The archeology of beer holds endless fascination. io9 has some new research from archeobotanist Hans-Peter Stika, of the University of Hohenheim. The post describes a brewing site and speculates about the ancient process used.
The first step to drinking like the Celts is to dig an oblong ditch. Pour in water and barley, and leave them there until the barley sprouts. Once they have, they need to be dried. Light a fire at each end of the ditch and keep it going until the barley is dried. This will darken the beer and give it a smokey flavor. It will also dry the grains slowly enough that they’ll secrete something called lactic acid. Like other acids, it tastes sour. Sourness and smoke; delicious. Some of the grains will char. Leave those in the ditch for future archeobotanists to uncover. Mash up the grains to maximize the amount of sugar that the yeast, which gets added later, has to feed on.
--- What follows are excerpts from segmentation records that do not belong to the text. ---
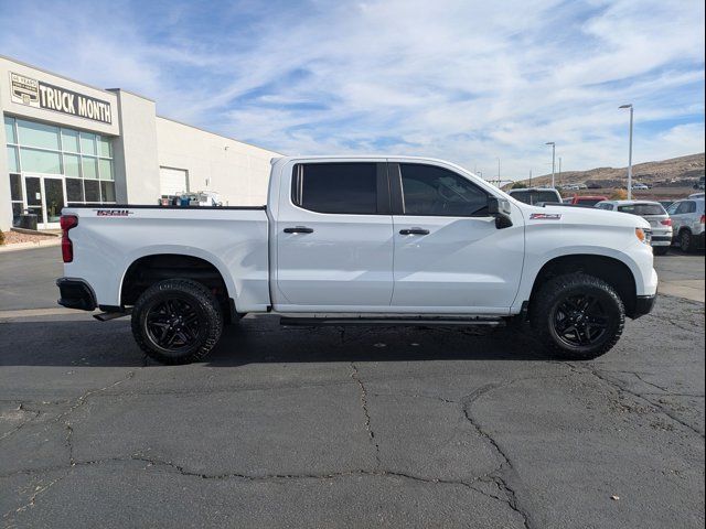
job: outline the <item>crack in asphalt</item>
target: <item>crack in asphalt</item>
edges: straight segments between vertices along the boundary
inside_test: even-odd
[[[506,504],[510,506],[511,509],[513,509],[514,511],[516,511],[522,516],[525,528],[533,529],[535,525],[533,522],[532,515],[527,510],[526,506],[517,497],[517,492],[515,487],[511,485],[511,482],[518,483],[521,479],[520,479],[520,475],[514,468],[512,461],[510,460],[510,456],[505,453],[505,451],[498,443],[498,441],[478,423],[478,421],[471,413],[471,408],[479,398],[481,398],[482,396],[484,396],[485,393],[492,390],[499,389],[504,386],[510,386],[518,380],[523,380],[523,379],[515,379],[506,382],[486,384],[485,386],[478,388],[475,391],[471,392],[470,395],[461,399],[461,407],[462,407],[466,419],[473,425],[478,434],[494,449],[494,451],[498,453],[498,455],[500,455],[502,460],[501,465],[495,471],[479,478],[479,481],[489,479],[495,483],[498,488],[505,496],[504,501],[506,501]],[[489,496],[495,497],[493,495],[489,495]],[[500,499],[500,498],[496,498],[496,499]]]
[[[363,415],[365,417],[365,430],[367,431],[371,444],[375,447],[375,462],[376,466],[379,467],[382,464],[379,458],[379,443],[375,439],[375,432],[371,428],[371,413],[367,408],[367,389],[365,389],[365,385],[361,379],[357,366],[354,361],[351,363],[351,368],[353,369],[353,371],[351,373],[351,378],[357,384],[361,393],[361,407],[363,408]]]
[[[640,400],[653,406],[660,412],[662,412],[664,415],[666,415],[670,419],[672,419],[674,422],[683,425],[684,428],[691,430],[693,433],[697,434],[699,438],[704,439],[704,432],[698,430],[697,427],[695,427],[694,424],[691,424],[691,423],[686,422],[684,419],[677,417],[674,412],[672,412],[672,410],[670,410],[668,408],[664,407],[659,401],[654,401],[653,399],[648,398],[648,393],[639,393],[637,391],[628,389],[619,380],[616,380],[614,378],[611,378],[611,377],[607,376],[606,374],[610,373],[610,371],[601,373],[596,366],[593,366],[591,364],[586,364],[588,366],[586,368],[578,367],[578,366],[576,366],[574,364],[570,364],[570,363],[566,363],[566,365],[569,366],[569,368],[574,373],[577,373],[577,374],[588,373],[588,374],[592,375],[593,377],[596,377],[597,379],[601,380],[602,382],[606,382],[609,386],[611,386],[612,388],[617,389],[619,393],[631,395],[632,397],[634,397],[637,399],[640,399]],[[616,373],[631,373],[632,375],[635,375],[633,371],[616,371]],[[638,378],[640,378],[640,377],[638,376]],[[651,385],[651,386],[654,386],[654,385]],[[665,393],[665,395],[662,395],[661,397],[667,397],[668,395],[670,393]]]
Esther Inglis-Arkell continues to summarize the kind of beers produced in these trenches. Lacking hops for which there isn’t evidence of use until over a thousand years later these beers were technical gruits using a mixer of other herbs for bittering. Hops also act as a preservative so these beers probably were consumed pretty much immediately.
Smoke and sour are still elements very much found in modern beers. These ancient Celtic brews if recreated using the most probable techniques may still appeal to many modern enthusiasts.